Mention detection with Bert #151

eriktks · 2023-01-05T15:28:31Z

New version of REL with the opportunity to use Bert instead of Flair for mention detection (named entity recognition)

Installation

python3 -m venv --prompt REL venv3
source venv3/bin/activate
git clone https://github.com/informagi/REL.git
cd REL
git checkout md-with-bert-2
pip install -e '.[develop]'
mkdir src/data
cd src/data
curl -O http://gem.cs.ru.nl/generic.tar.gz
curl -O http://gem.cs.ru.nl/ed-wiki-2019.tar.gz
curl -O http://gem.cs.ru.nl/wiki_2019.tar.gz
tar zxf wiki_2019.tar.gz
tar zxf ed-wiki-2019.tar.gz
tar zxf generic.tar.gz
cd ../..

Testing

Run 13 tests

pytest tests

Some warnings might be reported but all tests should succeed

List test options:

python3 src/scripts/efficiency_test.py -h

Process one test document with Flair, sentence-by-sentence, and report the performance:

python3 src/scripts/efficiency_test.py --tagger_ner_name flair --max_docs 1 --process_sentences
...
Results: PMD RMD FMD PEL REL FEL: 94.9% 63.8% 76.3% | 69.2% 46.6% 55.7%

Process all 50 test documents with uncased Bert base, document-by-document, maximum of 500 tokens, and report the performance:

python3 src/scripts/efficiency_test.py --tagger_ner_name bert_base_uncased --split_docs_value 500
...
Results: PMD RMD FMD PEL REL FEL: 93.5% 62.4% 74.8% | 62.9% 42.0% 50.3%

Use the server to process one test document with Flair, sentence-by-sentence, and report the performance:

python3 src/REL/server.py
python3 src/scripts/efficiency_test.py --max_docs 1 --use_server
...
Results: PMD RMD FMD PEL REL FEL: 95.0% 63.3% 76.0% | 67.5% 45.0% 54.0%

stefsmeets

Hi @eriktks This is a very long PR, so a very long review 😅

I found it very tricky to review, because there are small changes everywhere.

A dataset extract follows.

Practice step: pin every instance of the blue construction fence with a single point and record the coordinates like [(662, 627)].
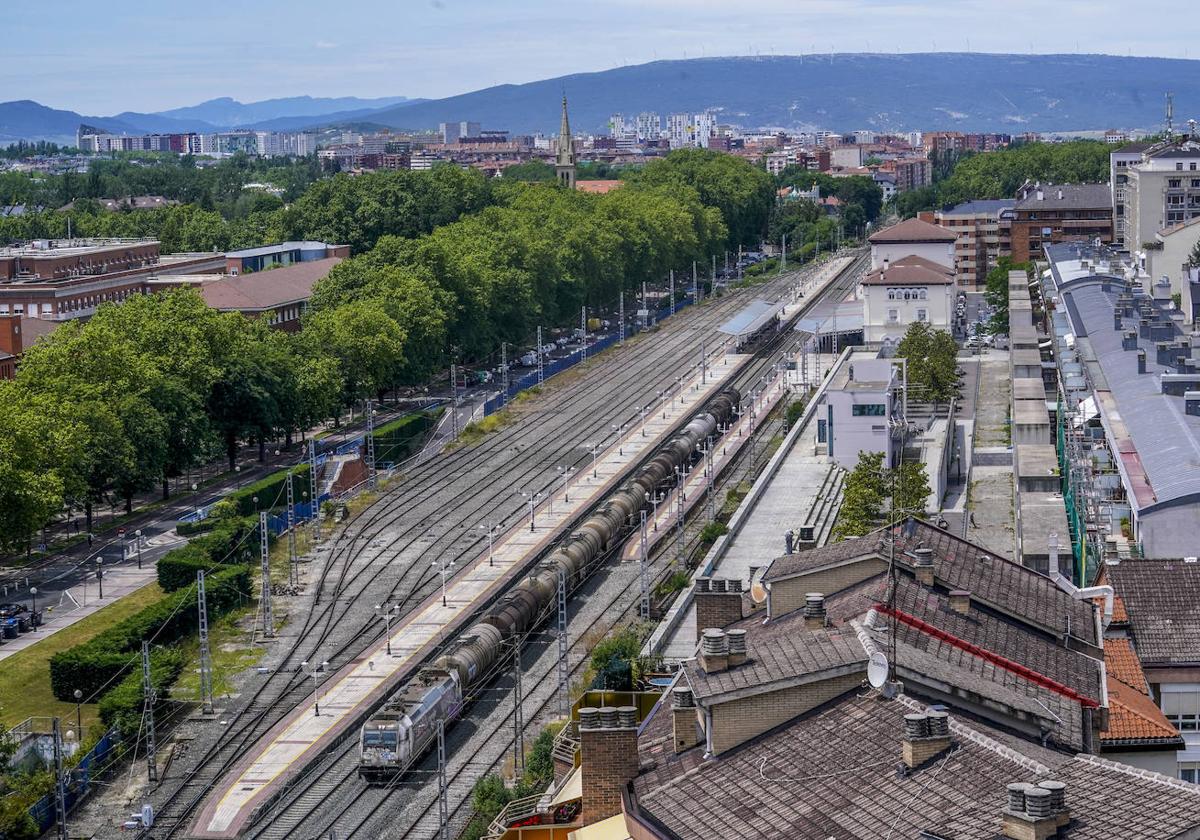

I have two main impressions. First, the way the code is currently structured seems like it is quite tricky to add a new tagger. The code itself is written with flair in mind, and there is no interface to add a new tagger (like Bert). I'm sure the code works well, but I would have liked to see a clean interface between Bert and Flar, so that any new tagger just has to define this interface and it just works. I guess this is a bit of a pipe dream, but I think we should still strive to make small steps toward this.

Second, most of the code is written in a way that it is very difficult to grasp what is going on. This is an issue with the existing code, but also in the code in this PR. Lots of nested dict and list lookups, lots of nested if statements and conditionals. I didn't even attempt to try to understand what most of it does. This also means it is difficult for me to form a picture of what is going on (see point 1).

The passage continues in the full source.